Currently the only option for reports in Aha! dashboards requires creating a copy of the report. When this is done, any edits to the source report are not propagated to the dashboard panel. Some teams would prefer that the dashboard would automatically adjust with changes to the reports.
When adding panels to dashboards, you can now choose to use the root report rather than a copy. Simply uncheck the "Create a copy" checkbox when adding a new panel. This option also applies when adding Aha! views to notes.
Love it! Thank you!
So great that this has shipped!
Two questions - how does this work and how does this affect existing dashboards that I have that had their own dashboard copy of a report?
We love our dashboards, but each time we want to make a change to the same data representation (widget) across dashboards, we have to do so for each dashboard it's used in. This causes a heavy administrative burden. Thank you!
+1 from our org....
We use dashboards to 'template' consistent views across our product portfolios, resulting in 100s of cloned dashboards. We often have occasions where we'd like to deploy updates across this set of dashboards and today that painfully involves going into each and making the update. If we have a `deep copy` capability that allowed us to deploy updates by editing the initial source reports that would be very advantageous to us.
I agree with other comments that refreshing the framework of the report into the dashboard should be optional. There are cases when individual reports are given to people for certain purposes, but I want to leverage that same report in a dashboard with a variety of reports. Instead of updating the source report, this feature limitation requires that I also edit the copied report in the dashboard. It would be easier to just have a SharePoint page to create my own dashboard with embedded reports than use Aha!'s dashboard functionality.
The lack of an automatic updates to reports in dashboards really devalues the concept of having a centralized dashboard, especially in a large organization. I don't understand why it can't be optional, when adding a report to the dashboard, to choose to create a unique copy or not.
As we have increased our usage of dashboards, this has become more of an issue in our maintenance, especially as our workflows evolve and we expand its usage. The volume of copies is unsustainable and we can't even tell which ones are still in use.

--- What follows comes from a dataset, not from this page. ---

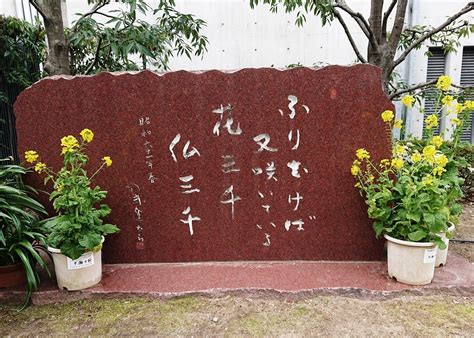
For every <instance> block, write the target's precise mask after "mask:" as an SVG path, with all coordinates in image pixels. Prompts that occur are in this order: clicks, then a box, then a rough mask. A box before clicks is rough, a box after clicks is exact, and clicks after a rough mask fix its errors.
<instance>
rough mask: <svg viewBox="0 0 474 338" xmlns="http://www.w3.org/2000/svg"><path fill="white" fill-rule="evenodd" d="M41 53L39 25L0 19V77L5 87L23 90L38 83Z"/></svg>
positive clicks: (41, 73) (45, 50) (40, 32)
mask: <svg viewBox="0 0 474 338" xmlns="http://www.w3.org/2000/svg"><path fill="white" fill-rule="evenodd" d="M45 52H46V43H45V32H44V30H43V28H42V27H41V26H40V25H39V24H38V25H32V24H30V23H28V22H26V21H22V20H20V19H17V18H14V17H5V16H2V15H0V73H1V74H4V75H5V78H6V81H7V83H8V84H11V85H17V86H18V87H19V88H20V89H24V88H26V87H28V86H30V85H31V84H32V83H34V82H36V81H38V80H39V79H40V78H41V77H42V73H41V71H40V68H39V64H40V63H41V62H43V60H44V57H45Z"/></svg>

This is so important for us. Agree with Karie: "The value of dashboards it to provide a central point of information to gather insights, information for calls to action, etc. And folks will assume that these are not copies - when I add a report, this should be the report I navigate to and I don't want lots and lots of different reports that do the same thing - that isn't scalable and manual error will occur because your intent is to be consistent in providing the same information in the same way. "

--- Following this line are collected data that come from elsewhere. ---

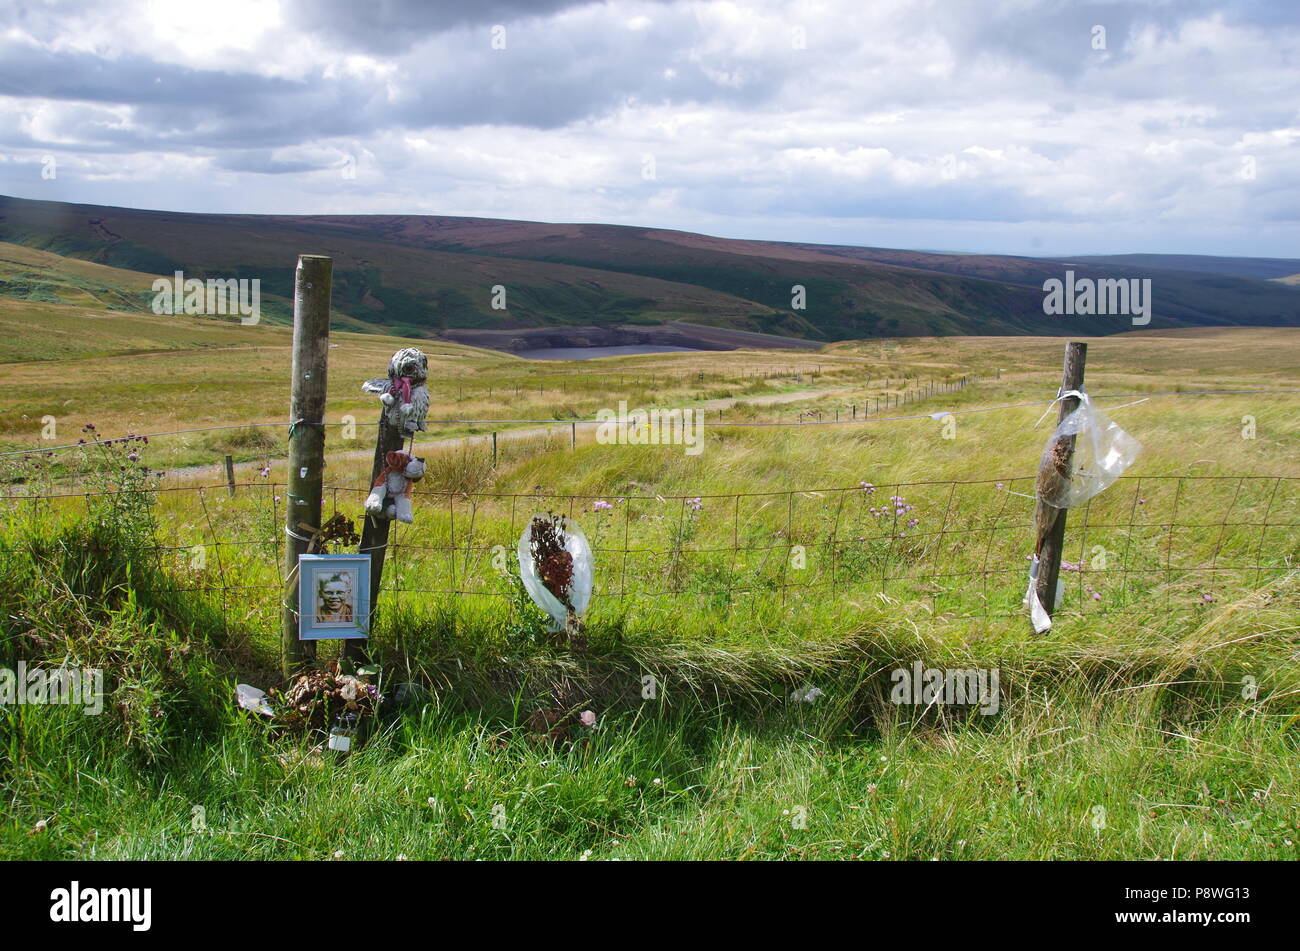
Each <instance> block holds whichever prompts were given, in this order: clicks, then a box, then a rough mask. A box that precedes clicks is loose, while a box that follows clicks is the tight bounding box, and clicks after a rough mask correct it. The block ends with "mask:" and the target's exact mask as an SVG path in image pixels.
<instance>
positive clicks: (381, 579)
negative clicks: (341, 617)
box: [343, 347, 495, 660]
mask: <svg viewBox="0 0 1300 951" xmlns="http://www.w3.org/2000/svg"><path fill="white" fill-rule="evenodd" d="M428 372H429V361H428V359H426V357H425V355H424V353H422V352H420V351H419V349H416V348H415V347H407V348H406V349H399V351H398V352H396V353H394V355H393V359H391V360H390V361H389V378H387V379H369V381H367V382H365V383H364V385H363V386H361V388H363V390H364V391H365V392H377V394H381V396H380V399H381V401H382V400H383V399H389V398H390V396H389V395H391V403H390V404H389V403H385V404H383V405H382V407H381V408H380V425H378V433H377V434H376V437H374V460H373V461H372V464H370V482H369V485H370V486H374V483H376V482H377V481H378V478H380V473H382V472H383V470H385V465H386V461H387V455H389V453H390V452H400V451H402V447H403V446H404V444H406V439H407V437H413V435H415V434H416V433H417V431H421V430H424V416H425V412H426V411H428V408H429V396H428V391H426V390H425V388H424V382H425V379H426V377H428ZM403 405H407V407H408V408H409V412H403ZM493 442H495V434H493ZM391 525H393V522H391V521H390V520H389V518H387V517H385V513H383V512H367V513H365V522H364V526H363V527H361V546H360V553H361V555H369V556H370V616H369V618H367V625H365V629H367V630H368V631H370V630H373V629H374V615H376V608H377V607H378V604H380V590H381V586H382V583H383V559H385V555H386V553H387V550H389V529H390V527H391ZM365 643H367V640H365V638H352V639H348V640H344V642H343V656H344V657H347V659H350V660H356V659H359V657H364V656H365Z"/></svg>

Having this ability provides for scale across a large portfolio. The value of dashboards it to provide a central point of information to gather insights, information for calls to action, etc. And folks will assume that these are not copies - when I add a report, this should be the report I navigate to and I don't want lots and lots of different reports that do the same thing - that isn't scalable and manual error will occur because your intent is to be consistent in providing the same information in the same way. Thus, if I make a change - for example, we have a set of enterprise reports that focus on top 10 or a mid market cohort where the specific customers can change. I need to change that in each different report - not for every panel created from that report - so, remembering to change it 14 (right now) other times is open for error, misinterpretation of data, and mistrust in data when they get out of sync.